General practice has changed little, with only a 16% expansion in numbers:4 10-minute appointments, an excess of 30 patients a day, uncertainty, accessibility, and a chaotic working environment. Working in small and often dysfunctional groups, sickness absence can make the workload unmanageable. New GPs can either become a partner with all the headaches that this entails or take a salaried position with all the limitations that entails. General practice is an undervalued, dead-end, and unattractive career for many.
But there is a fundamental professional issue limiting GP recruitment. In England in 2012, 29% of students were privately educated and a further 22% came from selective grammar schools. In Scotland in the same year, only 4.3% of medical students came from the poorest 20% of postcodes and 86% have parents from a professional group.5 We are a profession choosing those in our own image.6 Medical schools’ attempts at social inclusion are mere tokenism and we are wasting talent. The truth is, a medical degree is often about middle-class aspiration and this is killing general practice. Deans shamelessly promote an obsession with status, telling medical students not to ‘fail and become GPs’.7 These pernicious negative attitudes against GPs are everywhere. Our hospitals echo to the sound of patronising laughter directed at GPs and doctors are not choosing general practice due to its low status. Are medical schools failing general practice and choosing the wrong people?
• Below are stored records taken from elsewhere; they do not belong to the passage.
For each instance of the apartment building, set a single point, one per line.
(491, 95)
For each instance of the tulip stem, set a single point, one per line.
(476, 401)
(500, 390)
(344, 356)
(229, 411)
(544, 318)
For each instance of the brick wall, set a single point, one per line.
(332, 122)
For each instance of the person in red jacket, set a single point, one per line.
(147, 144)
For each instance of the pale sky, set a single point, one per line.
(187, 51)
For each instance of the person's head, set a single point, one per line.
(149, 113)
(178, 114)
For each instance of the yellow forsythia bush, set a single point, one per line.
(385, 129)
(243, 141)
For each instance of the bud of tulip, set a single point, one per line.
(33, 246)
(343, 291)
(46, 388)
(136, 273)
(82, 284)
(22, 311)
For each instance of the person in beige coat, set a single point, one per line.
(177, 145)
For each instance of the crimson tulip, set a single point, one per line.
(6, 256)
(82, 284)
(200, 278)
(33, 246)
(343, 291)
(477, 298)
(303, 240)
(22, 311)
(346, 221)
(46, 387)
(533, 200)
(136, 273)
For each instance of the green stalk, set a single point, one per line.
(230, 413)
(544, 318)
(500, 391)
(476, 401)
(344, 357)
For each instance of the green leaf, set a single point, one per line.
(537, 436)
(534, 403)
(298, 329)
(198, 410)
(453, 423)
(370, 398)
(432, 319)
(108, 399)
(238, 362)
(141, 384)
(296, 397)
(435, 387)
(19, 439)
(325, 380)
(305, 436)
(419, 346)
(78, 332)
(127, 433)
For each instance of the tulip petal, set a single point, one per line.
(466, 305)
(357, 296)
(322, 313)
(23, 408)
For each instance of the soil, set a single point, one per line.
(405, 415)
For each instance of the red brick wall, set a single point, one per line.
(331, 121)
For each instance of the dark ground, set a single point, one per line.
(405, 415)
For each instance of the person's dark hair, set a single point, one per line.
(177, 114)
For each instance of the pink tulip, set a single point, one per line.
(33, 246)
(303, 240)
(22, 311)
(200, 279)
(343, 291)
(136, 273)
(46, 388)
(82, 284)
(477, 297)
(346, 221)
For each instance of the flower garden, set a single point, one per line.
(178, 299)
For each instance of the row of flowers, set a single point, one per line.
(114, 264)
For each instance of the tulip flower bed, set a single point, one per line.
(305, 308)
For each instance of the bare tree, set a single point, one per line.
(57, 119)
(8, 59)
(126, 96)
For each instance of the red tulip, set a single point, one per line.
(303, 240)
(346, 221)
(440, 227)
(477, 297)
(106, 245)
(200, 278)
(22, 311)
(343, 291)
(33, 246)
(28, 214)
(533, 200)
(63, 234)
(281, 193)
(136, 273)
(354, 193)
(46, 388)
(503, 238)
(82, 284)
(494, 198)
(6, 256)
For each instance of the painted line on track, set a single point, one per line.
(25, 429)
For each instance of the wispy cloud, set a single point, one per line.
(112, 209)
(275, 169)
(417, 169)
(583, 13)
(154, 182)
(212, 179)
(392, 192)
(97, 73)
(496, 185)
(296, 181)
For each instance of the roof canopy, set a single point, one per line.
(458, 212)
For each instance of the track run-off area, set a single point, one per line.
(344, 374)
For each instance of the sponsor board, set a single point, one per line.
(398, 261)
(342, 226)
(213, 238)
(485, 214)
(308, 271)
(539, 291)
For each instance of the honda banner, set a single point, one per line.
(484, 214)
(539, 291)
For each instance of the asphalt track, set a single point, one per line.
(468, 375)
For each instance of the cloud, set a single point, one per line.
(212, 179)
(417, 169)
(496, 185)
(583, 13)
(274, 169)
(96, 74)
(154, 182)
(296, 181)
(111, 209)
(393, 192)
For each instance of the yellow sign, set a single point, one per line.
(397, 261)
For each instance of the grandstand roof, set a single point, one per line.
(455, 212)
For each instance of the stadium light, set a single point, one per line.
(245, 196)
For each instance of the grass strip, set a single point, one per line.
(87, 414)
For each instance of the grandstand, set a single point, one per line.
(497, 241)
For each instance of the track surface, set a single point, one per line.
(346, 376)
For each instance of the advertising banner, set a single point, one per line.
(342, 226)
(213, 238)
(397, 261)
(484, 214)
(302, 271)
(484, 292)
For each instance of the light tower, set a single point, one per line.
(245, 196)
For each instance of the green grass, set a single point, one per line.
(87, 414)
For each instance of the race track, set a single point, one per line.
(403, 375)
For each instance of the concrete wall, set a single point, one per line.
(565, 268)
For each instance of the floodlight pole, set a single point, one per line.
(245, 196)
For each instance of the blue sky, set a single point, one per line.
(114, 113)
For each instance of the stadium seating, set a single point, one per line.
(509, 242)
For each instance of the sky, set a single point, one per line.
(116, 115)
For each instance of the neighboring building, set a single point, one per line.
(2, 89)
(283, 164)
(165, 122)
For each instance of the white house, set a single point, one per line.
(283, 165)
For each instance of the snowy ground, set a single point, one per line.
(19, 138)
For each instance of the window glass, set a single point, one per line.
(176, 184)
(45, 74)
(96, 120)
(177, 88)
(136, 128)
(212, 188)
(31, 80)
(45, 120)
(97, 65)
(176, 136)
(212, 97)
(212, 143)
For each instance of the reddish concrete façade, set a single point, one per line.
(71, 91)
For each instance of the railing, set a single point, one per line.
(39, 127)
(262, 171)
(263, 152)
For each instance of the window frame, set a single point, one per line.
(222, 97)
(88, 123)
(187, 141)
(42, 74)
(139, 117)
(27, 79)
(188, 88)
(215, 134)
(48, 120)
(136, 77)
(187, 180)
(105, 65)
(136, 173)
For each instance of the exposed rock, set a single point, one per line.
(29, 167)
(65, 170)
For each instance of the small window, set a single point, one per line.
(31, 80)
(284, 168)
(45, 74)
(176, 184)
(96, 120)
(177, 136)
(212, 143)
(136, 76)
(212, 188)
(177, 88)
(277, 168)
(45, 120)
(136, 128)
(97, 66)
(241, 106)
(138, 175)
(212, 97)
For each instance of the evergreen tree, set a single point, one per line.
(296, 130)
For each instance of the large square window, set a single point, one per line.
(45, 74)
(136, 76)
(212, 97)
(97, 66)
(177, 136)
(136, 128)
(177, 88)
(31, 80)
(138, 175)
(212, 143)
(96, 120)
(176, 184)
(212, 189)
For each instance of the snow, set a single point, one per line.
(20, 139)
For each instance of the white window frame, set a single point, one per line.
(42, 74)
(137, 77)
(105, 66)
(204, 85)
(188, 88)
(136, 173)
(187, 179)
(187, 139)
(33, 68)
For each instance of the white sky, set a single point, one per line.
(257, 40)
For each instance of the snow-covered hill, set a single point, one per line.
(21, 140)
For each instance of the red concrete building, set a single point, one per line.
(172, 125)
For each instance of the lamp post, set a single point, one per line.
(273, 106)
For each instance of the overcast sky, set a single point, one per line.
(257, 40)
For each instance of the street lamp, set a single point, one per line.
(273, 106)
Is there a solution? More money might help with general practice receiving a meagre 7%8 of the NHS budget. But if we can’t recruit GPs then what difference will more money make? More nursing support would help but there is a limit on how much medical work can be substituted by nurses.
Fundamentally, GPs need a better working environment and more opportunities. A radical restructuring with bigger and better organised practices, and units of 30 000– 50 000 patients, is needed. This will afford economies of scale, diversification in careers, standardisation, and less chaotic working.
We must also challenge the institutional negativity towards GPs in medical schools and hospitals. GP trainees completing foundation years should train exclusively within general practice. Hospital placements are frequently clinically irrelevant to general practice and general practice specialist training should be the same length as other specialists. We need more GP academic departments, more involvement in undergraduate training, and all foundation-year doctors should rotate through general practice. We also need a large expansion of medical student numbers, with affirmative action on social mobility. Medical student places have a limited supply and high demand, thus artificially elevating its status. Yet medicine is not especially academically challenging and there are plenty of suitably qualified applicants. You never value what you have until you’ve lost it. A collapse in primary care wouldn’t just be bad medicine, but a calamity for the NHS.